We just saw how to run offline scoring in a notebook. It works, but just like in the real-time inference case, notebooks are not a good choice for long-running processes and production-like scenarios. In the case of offline scoring, it’s best to define a pipeline as a series of tasks and submit that pipeline to a backend system that runs and orchestrates the pipeline tasks on the cluster. Let’s have a look at how this works with RHOAI and Data Science Pipelines.

  • In your workbench, double click on the offline-scoring.pipeline file.
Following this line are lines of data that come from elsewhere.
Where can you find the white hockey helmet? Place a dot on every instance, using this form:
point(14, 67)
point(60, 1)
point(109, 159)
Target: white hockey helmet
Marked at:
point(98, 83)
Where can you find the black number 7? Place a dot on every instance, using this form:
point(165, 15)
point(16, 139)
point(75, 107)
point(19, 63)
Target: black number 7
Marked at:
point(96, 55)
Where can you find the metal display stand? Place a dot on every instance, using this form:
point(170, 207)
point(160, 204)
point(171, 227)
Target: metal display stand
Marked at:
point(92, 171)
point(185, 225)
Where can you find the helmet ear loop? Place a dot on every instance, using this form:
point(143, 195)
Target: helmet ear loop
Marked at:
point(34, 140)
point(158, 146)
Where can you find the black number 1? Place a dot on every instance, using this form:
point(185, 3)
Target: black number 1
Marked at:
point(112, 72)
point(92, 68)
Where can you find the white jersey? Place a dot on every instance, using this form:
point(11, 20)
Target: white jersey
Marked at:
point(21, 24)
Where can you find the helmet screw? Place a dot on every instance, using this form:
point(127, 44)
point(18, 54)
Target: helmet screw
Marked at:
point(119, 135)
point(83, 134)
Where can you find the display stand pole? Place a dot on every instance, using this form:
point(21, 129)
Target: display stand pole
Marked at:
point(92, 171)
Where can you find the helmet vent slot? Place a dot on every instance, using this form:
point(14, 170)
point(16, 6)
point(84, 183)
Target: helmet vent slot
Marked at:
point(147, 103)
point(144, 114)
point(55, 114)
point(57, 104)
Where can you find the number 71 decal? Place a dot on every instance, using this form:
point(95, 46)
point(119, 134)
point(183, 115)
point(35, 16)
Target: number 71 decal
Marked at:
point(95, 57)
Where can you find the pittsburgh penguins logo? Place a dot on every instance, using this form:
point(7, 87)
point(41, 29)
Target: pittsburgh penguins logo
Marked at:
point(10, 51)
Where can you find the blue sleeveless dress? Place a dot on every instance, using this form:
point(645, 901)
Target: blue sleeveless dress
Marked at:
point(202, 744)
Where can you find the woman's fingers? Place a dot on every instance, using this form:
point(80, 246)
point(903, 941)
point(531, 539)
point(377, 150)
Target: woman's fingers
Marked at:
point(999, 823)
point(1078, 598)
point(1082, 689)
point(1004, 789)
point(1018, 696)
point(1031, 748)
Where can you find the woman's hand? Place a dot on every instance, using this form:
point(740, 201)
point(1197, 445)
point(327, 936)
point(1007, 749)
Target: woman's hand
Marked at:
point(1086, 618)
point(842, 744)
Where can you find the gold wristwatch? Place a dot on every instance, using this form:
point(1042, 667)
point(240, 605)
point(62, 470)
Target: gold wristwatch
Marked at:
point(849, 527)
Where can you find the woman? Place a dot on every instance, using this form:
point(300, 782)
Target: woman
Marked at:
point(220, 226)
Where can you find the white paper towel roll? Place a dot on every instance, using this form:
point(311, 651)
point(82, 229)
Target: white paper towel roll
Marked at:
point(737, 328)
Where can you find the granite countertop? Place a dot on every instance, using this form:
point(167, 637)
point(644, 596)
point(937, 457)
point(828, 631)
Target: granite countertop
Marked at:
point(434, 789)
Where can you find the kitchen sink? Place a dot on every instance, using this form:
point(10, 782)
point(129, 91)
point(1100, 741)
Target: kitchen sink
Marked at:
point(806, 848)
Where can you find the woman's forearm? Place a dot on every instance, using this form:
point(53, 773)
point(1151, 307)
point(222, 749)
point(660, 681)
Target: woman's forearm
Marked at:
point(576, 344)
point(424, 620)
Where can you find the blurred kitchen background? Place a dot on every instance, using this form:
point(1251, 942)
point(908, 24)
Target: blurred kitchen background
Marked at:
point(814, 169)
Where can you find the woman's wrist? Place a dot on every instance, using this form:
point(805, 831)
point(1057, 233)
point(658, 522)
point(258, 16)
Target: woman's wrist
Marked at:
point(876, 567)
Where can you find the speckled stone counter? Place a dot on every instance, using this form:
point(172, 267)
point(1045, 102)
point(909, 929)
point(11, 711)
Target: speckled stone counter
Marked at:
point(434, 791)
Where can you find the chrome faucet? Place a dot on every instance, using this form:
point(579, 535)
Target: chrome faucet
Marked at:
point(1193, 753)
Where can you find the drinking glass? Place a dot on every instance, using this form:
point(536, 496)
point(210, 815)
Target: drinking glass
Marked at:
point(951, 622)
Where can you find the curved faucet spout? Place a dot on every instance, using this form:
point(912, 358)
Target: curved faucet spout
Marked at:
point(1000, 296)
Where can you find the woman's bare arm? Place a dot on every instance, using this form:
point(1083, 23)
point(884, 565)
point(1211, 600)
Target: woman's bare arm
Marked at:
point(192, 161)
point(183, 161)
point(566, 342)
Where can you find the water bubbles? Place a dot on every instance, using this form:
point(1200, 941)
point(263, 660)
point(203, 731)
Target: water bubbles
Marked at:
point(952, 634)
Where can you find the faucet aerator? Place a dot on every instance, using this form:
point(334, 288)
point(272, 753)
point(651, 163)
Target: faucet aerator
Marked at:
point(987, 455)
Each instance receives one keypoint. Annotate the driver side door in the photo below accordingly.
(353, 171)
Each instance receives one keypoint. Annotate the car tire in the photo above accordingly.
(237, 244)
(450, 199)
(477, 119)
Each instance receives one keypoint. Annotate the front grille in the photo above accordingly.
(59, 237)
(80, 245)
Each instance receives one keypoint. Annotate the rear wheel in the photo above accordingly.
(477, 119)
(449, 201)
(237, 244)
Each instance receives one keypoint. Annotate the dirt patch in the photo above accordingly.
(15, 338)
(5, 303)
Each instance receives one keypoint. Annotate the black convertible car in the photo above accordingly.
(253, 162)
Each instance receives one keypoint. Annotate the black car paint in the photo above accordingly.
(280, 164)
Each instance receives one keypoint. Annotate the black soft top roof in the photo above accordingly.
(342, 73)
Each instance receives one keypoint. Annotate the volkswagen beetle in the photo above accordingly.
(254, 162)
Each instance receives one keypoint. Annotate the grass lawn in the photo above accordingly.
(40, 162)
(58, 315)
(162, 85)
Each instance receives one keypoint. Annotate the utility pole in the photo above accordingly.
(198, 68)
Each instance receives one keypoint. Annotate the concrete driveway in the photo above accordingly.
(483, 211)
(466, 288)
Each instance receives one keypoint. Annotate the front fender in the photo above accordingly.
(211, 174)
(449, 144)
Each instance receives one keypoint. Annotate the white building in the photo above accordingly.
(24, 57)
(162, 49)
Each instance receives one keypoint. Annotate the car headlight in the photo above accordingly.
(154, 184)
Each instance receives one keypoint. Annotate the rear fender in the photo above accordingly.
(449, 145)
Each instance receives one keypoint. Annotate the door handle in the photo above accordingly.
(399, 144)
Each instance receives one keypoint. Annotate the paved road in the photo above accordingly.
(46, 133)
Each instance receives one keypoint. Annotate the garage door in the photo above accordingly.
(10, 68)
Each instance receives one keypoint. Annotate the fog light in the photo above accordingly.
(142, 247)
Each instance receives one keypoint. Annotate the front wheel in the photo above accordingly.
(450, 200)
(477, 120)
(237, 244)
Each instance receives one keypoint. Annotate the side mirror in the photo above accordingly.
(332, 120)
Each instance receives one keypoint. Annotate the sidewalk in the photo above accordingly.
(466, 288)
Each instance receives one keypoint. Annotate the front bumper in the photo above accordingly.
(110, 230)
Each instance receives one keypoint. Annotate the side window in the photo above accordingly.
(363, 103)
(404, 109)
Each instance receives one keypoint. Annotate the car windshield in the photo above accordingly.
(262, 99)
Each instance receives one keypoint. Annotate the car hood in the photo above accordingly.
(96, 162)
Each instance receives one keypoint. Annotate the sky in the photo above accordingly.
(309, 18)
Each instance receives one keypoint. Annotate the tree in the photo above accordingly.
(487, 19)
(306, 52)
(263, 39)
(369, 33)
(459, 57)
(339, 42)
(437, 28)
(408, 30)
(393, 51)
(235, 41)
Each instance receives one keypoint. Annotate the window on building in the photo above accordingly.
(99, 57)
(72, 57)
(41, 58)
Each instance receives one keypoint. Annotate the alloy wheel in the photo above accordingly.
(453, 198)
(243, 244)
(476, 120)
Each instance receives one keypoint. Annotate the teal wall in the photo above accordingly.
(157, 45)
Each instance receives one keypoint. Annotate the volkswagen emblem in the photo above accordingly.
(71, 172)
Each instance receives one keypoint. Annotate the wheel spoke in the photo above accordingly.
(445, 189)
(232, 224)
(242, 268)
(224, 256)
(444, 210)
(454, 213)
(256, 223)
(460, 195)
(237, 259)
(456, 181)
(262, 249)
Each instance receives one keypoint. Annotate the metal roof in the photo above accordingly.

You can now see a graphical representation of the offline scoring pipeline within the Elyra Pipeline editor.

Elyra is an extension of JupyterLab, which offers a graphical editor for pipelines that can be run on Data Science Pipelines.
  • If you compare this pipeline with the previous offline scoring notebook, you will find the same steps. In fact, the pipeline includes the very same code since the pipeline tasks represent the underlying Python modules of the notebook steps. While the notebook defines a purely linear sequence of steps, the pipeline allows to parallelize tasks such as ingesting the raw data and downloading the trained model, both of which are independent of each other.

  • Submit the pipeline by selecting Run Pipeline (second button in top toolbar). Click OK.

  • Revisit the RHOAI Dashboard and go to the Data Science Pipelines section on the left side. Here you can track all submitted pipelines including their versions.

alt text
  • To monitor your pipeline, select Runs in the left menu and look at the Triggered tab. Each run represents an execution of a given pipeline. Find the run that you submitted and click on its name.

  • You can now see a graphical representation of your pipeline which updates in real-time as the tasks are completed. You can select each task and monitor its progress. Once the final task is finished, you can verify its completion by finding the timestamped results table in your S3 bucket.

Congratulations! You have run your first offline scoring pipeline in RHOAI, which concludes this section of the lab.